WISTFULSKIMMIES BOOK REVIEWS; Amazon and Goodreads Reviews
“MACABRE — My best [advice] after reading this story is don’t go tilting at windmills; you never know when they might tilt back.”
(From a review for CHOCOLATE-COVERED EYES)
“In MACABRE, ghosts and the living reside together. The Murther Mill and the neighboring house are specters of a bygone time, “they endured as shabby blights on the sterile landscape, a flat expanse of scantily inhabited terrain — unremarkable; unmemorable; contradicted solely by fenceposts and telephone poles, an occasional tree.” These were grim reminders of the “curse”; even the shadows meant bad luck if they touched you. The supernatural clings to the ordinary old fixtures by way of rumors and gossip by those who fear these ancient presences. In the dust of the modern buildings that sit atop the land that held these antique structures are the spirits of the past, spirits that someday will return to dust.”

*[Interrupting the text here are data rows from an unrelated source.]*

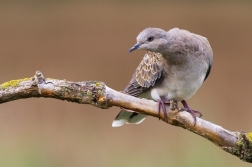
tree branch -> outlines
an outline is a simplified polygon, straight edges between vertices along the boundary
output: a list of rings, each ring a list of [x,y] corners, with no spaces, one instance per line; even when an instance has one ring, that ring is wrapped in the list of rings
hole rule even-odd
[[[91,104],[101,109],[118,106],[159,118],[158,103],[115,91],[99,81],[70,82],[44,78],[37,71],[31,78],[12,80],[0,85],[0,103],[31,97],[56,98]],[[160,118],[165,122],[162,113]],[[171,101],[167,123],[194,132],[243,161],[252,162],[252,132],[231,132],[201,118],[197,118],[194,126],[192,116],[180,111],[175,101]]]

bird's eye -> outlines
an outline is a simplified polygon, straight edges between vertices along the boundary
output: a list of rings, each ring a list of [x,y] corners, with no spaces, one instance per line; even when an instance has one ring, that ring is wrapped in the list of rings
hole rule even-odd
[[[147,38],[147,41],[148,42],[151,42],[151,41],[153,41],[154,40],[154,38],[153,37],[149,37],[149,38]]]

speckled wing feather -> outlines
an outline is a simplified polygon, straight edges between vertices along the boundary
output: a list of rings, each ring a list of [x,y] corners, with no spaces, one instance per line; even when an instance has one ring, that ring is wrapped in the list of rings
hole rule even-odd
[[[165,61],[160,53],[147,51],[124,92],[138,97],[154,86],[154,84],[160,82],[163,79],[164,63]],[[113,121],[112,126],[118,127],[125,123],[139,124],[146,116],[121,110]]]
[[[124,92],[138,97],[163,78],[164,60],[160,53],[147,51]]]

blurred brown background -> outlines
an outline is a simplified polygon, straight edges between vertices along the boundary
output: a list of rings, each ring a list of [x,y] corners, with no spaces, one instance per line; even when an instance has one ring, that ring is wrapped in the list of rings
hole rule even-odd
[[[210,77],[189,100],[203,118],[251,131],[252,1],[0,2],[0,83],[31,77],[100,80],[123,90],[144,55],[146,27],[187,29],[214,50]],[[119,108],[55,99],[0,105],[0,166],[249,166],[209,141],[148,117],[112,128]]]

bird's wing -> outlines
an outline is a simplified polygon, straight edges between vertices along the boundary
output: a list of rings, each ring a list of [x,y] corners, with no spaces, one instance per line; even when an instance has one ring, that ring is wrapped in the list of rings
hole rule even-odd
[[[164,60],[160,53],[147,51],[124,92],[138,97],[163,79]]]
[[[164,60],[160,53],[147,51],[143,60],[138,65],[131,81],[124,92],[138,97],[163,79]],[[141,123],[147,115],[121,110],[112,123],[113,127],[125,123]]]
[[[213,51],[207,38],[191,33],[187,30],[173,28],[168,31],[174,42],[171,44],[173,52],[193,52],[196,57],[208,63],[204,81],[210,74],[213,63]]]

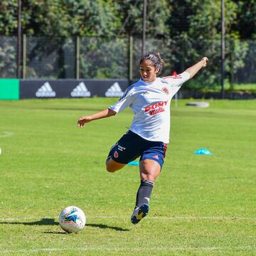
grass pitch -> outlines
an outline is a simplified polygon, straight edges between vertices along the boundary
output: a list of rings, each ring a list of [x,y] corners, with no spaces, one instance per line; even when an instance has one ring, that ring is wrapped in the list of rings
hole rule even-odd
[[[138,167],[105,169],[132,112],[76,127],[115,100],[0,101],[0,255],[255,255],[256,101],[172,105],[164,168],[134,226]],[[193,154],[202,147],[213,155]],[[73,205],[87,224],[67,235],[58,216]]]

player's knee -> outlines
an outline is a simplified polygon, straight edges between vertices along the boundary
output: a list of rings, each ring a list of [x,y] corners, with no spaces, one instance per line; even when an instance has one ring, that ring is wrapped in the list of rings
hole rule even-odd
[[[117,170],[114,170],[114,169],[113,169],[113,167],[110,166],[109,164],[106,164],[106,170],[108,172],[114,172]]]

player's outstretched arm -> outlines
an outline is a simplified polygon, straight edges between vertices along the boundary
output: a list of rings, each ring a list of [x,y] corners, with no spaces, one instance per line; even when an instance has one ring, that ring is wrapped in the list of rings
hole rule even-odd
[[[206,67],[208,60],[207,57],[203,57],[200,61],[187,68],[185,71],[189,73],[190,78],[192,78],[202,68]]]
[[[78,121],[78,127],[82,128],[85,127],[85,123],[101,118],[112,117],[116,114],[117,113],[114,110],[106,109],[90,116],[82,117]]]

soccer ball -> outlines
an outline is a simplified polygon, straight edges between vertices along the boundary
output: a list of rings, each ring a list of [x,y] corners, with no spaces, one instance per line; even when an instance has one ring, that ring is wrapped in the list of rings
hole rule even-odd
[[[84,212],[76,206],[65,208],[59,215],[60,227],[68,233],[77,233],[82,230],[85,223],[86,217]]]

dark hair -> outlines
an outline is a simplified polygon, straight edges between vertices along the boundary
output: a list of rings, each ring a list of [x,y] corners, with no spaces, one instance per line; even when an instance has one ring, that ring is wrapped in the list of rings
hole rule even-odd
[[[144,53],[140,59],[139,65],[144,60],[151,60],[155,68],[158,68],[159,70],[158,74],[161,72],[164,66],[164,60],[161,58],[159,53]]]

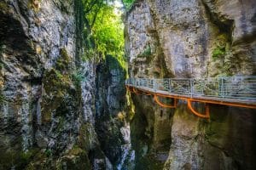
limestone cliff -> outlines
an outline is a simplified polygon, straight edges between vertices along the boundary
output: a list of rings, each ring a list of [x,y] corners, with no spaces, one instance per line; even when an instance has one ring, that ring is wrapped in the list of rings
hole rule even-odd
[[[103,111],[96,109],[97,63],[84,59],[82,1],[2,0],[0,16],[0,169],[111,169],[107,156],[118,150],[95,131]],[[125,74],[109,71],[117,91],[101,99],[123,100],[104,106],[108,116],[125,103],[123,82],[114,84]],[[121,140],[121,127],[109,135]]]
[[[137,0],[125,17],[130,76],[255,74],[255,8],[253,0]],[[207,122],[183,101],[171,110],[131,98],[136,169],[255,168],[253,110],[211,105]]]

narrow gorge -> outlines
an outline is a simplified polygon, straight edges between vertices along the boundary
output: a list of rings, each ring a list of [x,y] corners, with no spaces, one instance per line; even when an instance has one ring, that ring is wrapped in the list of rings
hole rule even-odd
[[[127,86],[249,77],[255,108],[255,75],[254,0],[1,0],[0,170],[256,169],[255,109]]]

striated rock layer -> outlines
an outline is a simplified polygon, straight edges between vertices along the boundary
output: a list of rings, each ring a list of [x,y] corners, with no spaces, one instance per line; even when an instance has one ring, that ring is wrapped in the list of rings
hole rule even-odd
[[[114,142],[102,146],[95,130],[96,64],[82,60],[83,11],[80,0],[1,0],[0,169],[111,169],[118,162]],[[110,71],[111,92],[102,98],[115,101],[104,106],[114,116],[125,103],[119,69]],[[121,140],[119,124],[103,138]]]
[[[255,9],[253,0],[137,1],[125,17],[130,76],[255,75]],[[206,121],[183,101],[171,110],[131,98],[136,169],[255,169],[253,110],[211,105]]]

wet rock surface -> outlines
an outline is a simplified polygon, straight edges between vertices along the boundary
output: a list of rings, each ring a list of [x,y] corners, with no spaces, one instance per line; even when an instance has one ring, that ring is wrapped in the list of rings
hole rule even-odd
[[[112,168],[95,131],[96,63],[81,60],[83,10],[78,0],[1,1],[0,169]]]

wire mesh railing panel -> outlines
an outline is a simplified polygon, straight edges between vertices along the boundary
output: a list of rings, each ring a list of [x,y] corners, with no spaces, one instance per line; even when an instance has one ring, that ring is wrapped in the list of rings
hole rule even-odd
[[[256,100],[256,76],[230,76],[206,79],[130,78],[126,85],[148,88],[154,91],[190,95]]]

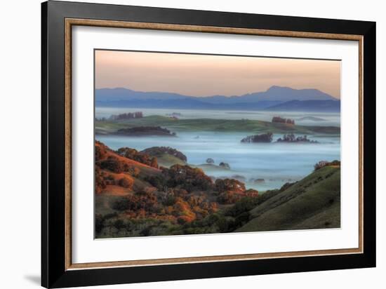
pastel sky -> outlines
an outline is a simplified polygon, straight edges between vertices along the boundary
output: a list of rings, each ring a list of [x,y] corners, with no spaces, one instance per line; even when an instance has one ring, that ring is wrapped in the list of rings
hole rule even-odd
[[[192,96],[241,95],[272,86],[340,98],[340,61],[95,51],[95,88]]]

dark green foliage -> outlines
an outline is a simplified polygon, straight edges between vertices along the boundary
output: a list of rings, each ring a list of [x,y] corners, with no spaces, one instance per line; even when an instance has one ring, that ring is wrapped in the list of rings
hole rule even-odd
[[[174,156],[176,158],[180,159],[181,161],[187,161],[187,158],[184,154],[170,147],[152,147],[144,149],[140,152],[142,154],[147,154],[149,156],[158,157],[161,156],[164,154],[170,154],[171,156]]]
[[[120,156],[124,156],[125,158],[145,163],[145,165],[153,168],[158,168],[156,157],[151,156],[147,154],[143,154],[136,149],[131,149],[130,147],[121,147],[116,152],[116,153]],[[128,168],[128,170],[129,169]]]
[[[273,138],[272,133],[262,133],[261,135],[248,135],[241,140],[241,142],[271,142]]]

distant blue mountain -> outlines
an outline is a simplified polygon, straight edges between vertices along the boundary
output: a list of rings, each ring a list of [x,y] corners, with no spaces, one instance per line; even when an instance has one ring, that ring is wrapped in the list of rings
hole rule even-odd
[[[300,103],[286,105],[314,111],[328,111],[330,109],[335,111],[340,105],[339,100],[317,89],[293,89],[281,86],[272,86],[267,91],[240,96],[213,95],[199,98],[166,92],[135,91],[121,88],[95,90],[97,107],[241,110],[275,108],[276,110],[285,110],[284,105],[292,101]],[[307,101],[316,102],[301,104]]]

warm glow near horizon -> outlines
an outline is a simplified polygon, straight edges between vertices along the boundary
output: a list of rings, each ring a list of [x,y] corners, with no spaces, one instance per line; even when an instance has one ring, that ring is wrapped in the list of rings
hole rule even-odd
[[[241,95],[272,86],[340,98],[340,61],[95,51],[95,88],[192,96]]]

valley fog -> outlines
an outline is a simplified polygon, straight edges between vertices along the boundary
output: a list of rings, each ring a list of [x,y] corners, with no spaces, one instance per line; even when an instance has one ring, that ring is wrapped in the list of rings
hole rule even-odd
[[[227,112],[173,109],[96,108],[96,117],[109,117],[128,112],[141,111],[145,116],[179,114],[180,119],[218,119],[270,121],[273,116],[295,119],[298,125],[340,126],[339,114],[274,112]],[[297,119],[305,118],[303,121]],[[314,170],[319,161],[340,159],[339,135],[308,135],[319,143],[275,143],[282,134],[274,134],[272,143],[241,143],[241,140],[253,133],[186,132],[173,130],[177,137],[129,137],[96,135],[95,138],[113,149],[128,147],[142,150],[151,147],[171,147],[187,157],[187,163],[201,168],[215,178],[232,177],[245,182],[247,188],[265,191],[280,188],[286,182],[299,180]],[[207,159],[215,165],[229,164],[230,169],[208,166]]]

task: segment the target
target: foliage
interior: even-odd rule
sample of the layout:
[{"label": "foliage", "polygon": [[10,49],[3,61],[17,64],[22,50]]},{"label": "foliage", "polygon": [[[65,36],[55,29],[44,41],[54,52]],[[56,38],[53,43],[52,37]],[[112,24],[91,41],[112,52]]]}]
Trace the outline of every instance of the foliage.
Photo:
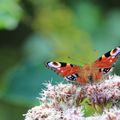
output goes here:
[{"label": "foliage", "polygon": [[22,107],[25,113],[25,106],[36,104],[42,83],[63,81],[45,62],[83,65],[119,46],[119,21],[119,1],[0,0],[1,108],[9,106],[4,110],[9,114]]},{"label": "foliage", "polygon": [[0,29],[14,29],[19,24],[23,9],[18,0],[0,0]]}]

(From a review for CHOCOLATE-COVERED EYES)
THE BLACK GLOVE; SERVANTE OF DARKNESS
“Gillian has long sensed something nefarious in the windmill [she] can see through her bedroom window. When her parents go out of town, her fears begin to get the best of her. The result is a mental and physical crumbling of her reality.
This story was well written and engaging. I thought the parallel between Gillian’s mental breakdown and the breakdown of all that surrounds her was a beautifully unique twist. “Macabre” is a short, quick read, one I highly recommend.”
Lisa Lane/Leigh M. Lane
THE CEREBRAL WRITER; Amazon Review
“What amazing pacing! I think I was panting a little the entire time that I was reading this long short story.

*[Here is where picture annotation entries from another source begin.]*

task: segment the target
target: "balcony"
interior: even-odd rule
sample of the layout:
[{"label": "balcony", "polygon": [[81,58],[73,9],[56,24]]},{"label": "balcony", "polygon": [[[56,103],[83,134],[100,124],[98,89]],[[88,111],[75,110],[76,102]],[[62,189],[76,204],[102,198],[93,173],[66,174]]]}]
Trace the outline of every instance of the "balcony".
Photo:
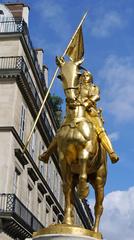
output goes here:
[{"label": "balcony", "polygon": [[[33,48],[32,41],[30,39],[29,30],[27,27],[27,24],[22,18],[1,18],[0,19],[0,37],[2,36],[20,36],[20,39],[22,41],[22,45],[25,49],[27,49],[27,56],[29,56],[29,61],[32,66],[33,73],[35,75],[35,78],[37,80],[37,84],[39,87],[39,90],[41,92],[42,97],[44,98],[44,90],[46,90],[46,82],[44,78],[44,74],[42,73],[40,66],[38,64],[37,55]],[[51,107],[51,101],[46,102],[46,106],[50,112],[51,119],[53,121],[54,127],[57,130],[58,123],[55,118],[55,114],[53,113]]]},{"label": "balcony", "polygon": [[9,36],[11,36],[11,34],[23,35],[26,45],[28,47],[30,56],[32,58],[34,67],[36,69],[37,76],[45,89],[46,84],[45,84],[44,75],[41,72],[40,66],[38,64],[36,52],[33,48],[33,45],[29,36],[28,27],[25,21],[22,18],[5,18],[5,17],[1,18],[0,19],[0,36],[5,34],[6,35],[10,34]]},{"label": "balcony", "polygon": [[[37,113],[39,112],[42,103],[40,101],[38,92],[29,74],[27,65],[23,57],[0,57],[0,76],[17,77],[18,75],[20,75],[21,78],[16,78],[17,84],[20,88],[20,91],[22,92],[26,100],[29,102],[32,108],[31,112],[35,112],[35,118]],[[45,111],[42,111],[41,113],[40,122],[42,123],[42,128],[45,129],[46,135],[50,142],[53,138],[53,132]]]},{"label": "balcony", "polygon": [[15,194],[0,194],[0,220],[4,232],[12,238],[31,237],[43,227]]}]

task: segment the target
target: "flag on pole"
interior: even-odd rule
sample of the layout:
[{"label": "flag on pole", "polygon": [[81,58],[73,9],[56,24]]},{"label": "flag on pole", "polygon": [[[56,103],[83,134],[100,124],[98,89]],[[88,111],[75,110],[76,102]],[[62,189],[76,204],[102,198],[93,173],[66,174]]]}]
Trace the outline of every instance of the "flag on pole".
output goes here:
[{"label": "flag on pole", "polygon": [[82,26],[78,29],[66,54],[72,61],[75,61],[75,62],[81,60],[82,57],[84,56],[84,42],[83,42]]}]

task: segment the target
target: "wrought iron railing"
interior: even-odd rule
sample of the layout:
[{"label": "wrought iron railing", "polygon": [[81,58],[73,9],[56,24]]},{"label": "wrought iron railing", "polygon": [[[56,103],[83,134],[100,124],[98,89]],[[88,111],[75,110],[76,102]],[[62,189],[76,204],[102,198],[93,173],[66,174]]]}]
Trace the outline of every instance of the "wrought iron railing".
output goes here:
[{"label": "wrought iron railing", "polygon": [[31,54],[38,77],[45,87],[44,74],[40,70],[37,56],[30,39],[29,31],[26,22],[22,18],[0,18],[0,34],[3,33],[22,33],[27,43],[29,52]]},{"label": "wrought iron railing", "polygon": [[[22,72],[27,80],[27,83],[29,85],[29,88],[32,92],[32,95],[34,97],[34,100],[36,102],[36,106],[37,109],[39,110],[41,107],[41,101],[38,95],[38,92],[36,90],[36,87],[32,81],[31,75],[28,71],[27,65],[24,61],[24,58],[22,56],[18,56],[18,57],[0,57],[0,71],[6,71],[6,70],[10,70],[10,71],[14,71],[14,70],[19,70],[20,72]],[[45,111],[42,111],[41,113],[41,119],[44,123],[44,125],[46,126],[46,131],[47,131],[47,135],[49,136],[50,139],[52,139],[53,137],[53,132],[51,129],[51,126],[49,124],[49,121],[47,119],[46,113]]]},{"label": "wrought iron railing", "polygon": [[0,194],[0,215],[16,214],[21,221],[28,224],[33,231],[37,231],[43,227],[38,219],[25,207],[25,205],[16,197],[15,194]]}]

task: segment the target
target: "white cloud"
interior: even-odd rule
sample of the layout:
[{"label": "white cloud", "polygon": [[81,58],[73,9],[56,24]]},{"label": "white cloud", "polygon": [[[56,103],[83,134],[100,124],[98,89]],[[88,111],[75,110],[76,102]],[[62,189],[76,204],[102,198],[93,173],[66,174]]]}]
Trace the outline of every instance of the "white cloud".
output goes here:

The story is ostensibly about the Night Terrors, those nasty things that well up as the shadows rise, but it’s really a coming of age story. If I liked the little girl better, I would find it so sweet that I would have to add that extra star to the rating, but I really, really don’t like her at all. The story, though, it’s great.”
“The old Haunted House/Ghost story slammed into your face and rubbed around in the maggottygoo!!
[G]ently, gently, SLAM is how I felt… and unusually left wanting to know more.
I adore Lori R. Lopez and her words!”
THE FLUFFY RED FOX REVIEWS; Amazon Review
About The Author & Artist
Lori R. Lopez never lived in the shadow of a windmill, but she did grow up beside the world’s largest toothpick, a monolithic structure of wood that dominated her youth in Wisconsin — for fear it might tip over and flatten her house. The beastly thing frightened her at night almost as much as the stories about infamous “psycho” Ed Gein, who was incarcerated about fifteen miles from her home. (She had watched Alfred Hitchcock movies from an early age. It was scary films that left the biggest impression.) To this day Lori recalls the sharp silhouette of the toothpick each night while flossing her teeth before going to bed . . . then lies awake remembering her nightmares of Ed Gein.
Eventually, once the world began using Dental Floss, the toothpick had been whittled down and sold for scrap, converted to normal-sized toothpicks that nobody purchased. These fragments wound up in antique shops and museums, like so many outdated modern treasures.
The former tourist attraction probably inspired Lori to come up with an old haunted windmill. Or perhaps her story Macabre resulted from a trip to see the world’s largest gumball machine at age thirteen and two-quarters. Maybe, too, the statue of Paul Bunyan she would glimpse during Summers in the North Woods carved a notch in her mind — although it wasn’t nearly as large as the toothpick and seemed a lot friendlier.
During travels in California, where she has spent the majority of her days and possibly nights, the author would observe a very tall wooden chair that could have belonged to the real Paul Bunyan were he the size of a beanstalk giant, and if he was in fact ever real. The chair occupies her dreams when she is not preoccupied with childhood fears.